3. Use a second drive or partition for audio storage/projects. It’s better for file organization, performance, fragmentation, and security. Most professionals agree that it’s just better practice to have your audio away from your program and system files. Rather than go into all the technical lingo, I’ll just refer you to this great Sound On Sound article from May of 2005.

4. Whenever possible, use your soundcard’s ASIO drivers over the standard OS ones. Although this applies more directly to Win XP than OS X users, in general, Steinberg ASIO drivers have lower latency (less delay). Ed: This isn’t an issue at all for Mac users, because the OS Core Audio drivers for all OS X-compatible devices are low-latency. ASIO is almost always preferable to other driver choices on Windows. -PK If you’re a PC user and your soundcard does not support ASIO natively, the fabulous ASIO4ALL should help bridge some of the gaps in your card’s performance. However, considering that decent ASIO-supporting cards can be picked up for less than $100 on clearance (and not much more than that when they’re off), there is little reason for bedroom producers to run anything other than ASIO drivers with their DAW setup. Ed: Note that this includes bypassing “class-compliant” drivers on USB devices. For instance, Edirol ships their low-end interfaces with a switch that lets them run without drivers. You’ll want to switch them into the low-latency mode so they opt for ASIO instead.

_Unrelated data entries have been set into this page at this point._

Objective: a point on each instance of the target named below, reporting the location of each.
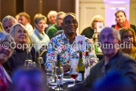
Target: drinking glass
(74, 73)
(59, 76)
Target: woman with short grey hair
(23, 48)
(5, 52)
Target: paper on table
(80, 42)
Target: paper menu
(80, 42)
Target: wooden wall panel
(88, 11)
(68, 5)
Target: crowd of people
(20, 42)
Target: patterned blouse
(60, 44)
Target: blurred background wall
(84, 9)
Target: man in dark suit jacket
(122, 21)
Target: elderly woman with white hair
(5, 52)
(7, 23)
(23, 48)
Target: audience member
(89, 31)
(24, 19)
(66, 43)
(51, 18)
(113, 60)
(7, 22)
(29, 80)
(122, 21)
(39, 38)
(113, 82)
(5, 53)
(23, 48)
(1, 28)
(56, 27)
(128, 38)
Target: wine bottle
(81, 67)
(87, 64)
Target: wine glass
(59, 76)
(74, 73)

5. Tweak your DAW’s OS for optimum performance. Pretty much every modern OS can be altered in little ways that can noticeably improve a DAW’s performance. In the case of WinXP, an absolute must is a little utility program called TweakUI, which can be downloaded for free off the PowerToys page on the Microsoft site. You should keep in mind when customizing your UI that anything pretty or animated has got to go. It’s going to make your desktop fugly (even for a WinXP system) but it will help improve your overall DAW performance. Ed: This should be less of an issue with Vista, which will run Aero graphics off the GPU on your graphics card. Then we’ll just turn off the eye candy because it’s annoying. -PK

A great website for further tweaking (tuning) tips is Musicxp.net. They go into far greater detail on their tuning tips page than I could in a single article. In addition, many of their registry hacks they mention can be safely done using TweakUI, thus minimizing the leetness required.

That’s it for this first installment of Straight Out of No-Cash. Next week I will have a buyer’s guide for budget host sequencers, as well as some software bargain-hunting tips that are 100% warez free. See you then!

  • http://www.myspace.com/audioelectronic Gustavo

    One thing this article neglects to mention is that you can make a great starter system with most computers released in the last couple of years. You don't need the latest and greatest to get going – and faster computers will only become cheaper over time.

    And after spending the last 5 years tutoring computer musicians for a living, unless you're very computer savvy, will not use downloaded software or get on the internet, and have plenty of time to keep your machine running… get a mac for music. I have both machines in my studio – and I use the PC to run NI software and other soft-synths, for which the PC's superior performance beats out the mac's stability and reliability. Yes, I've heard of many pro PC users who have super-stable systems, but i'm basing my recommendation purely on the # of calls and emails I get per week from frustrated beginners who pay me to come over and help them.

    Logic Express or Garage Band – or Cubase SE, Tracktion, or a used Mbox with PT 6.x – are great starters. The Mbox has the advantage of being a decent audio interface too.

    If you must use a PC, and you're on a budget, get a used system, that you can demo running AS A SYSTEM. Plenty of decent machines on CL most weeks. And get a branded system, that at least was tested on some level with all of it's components.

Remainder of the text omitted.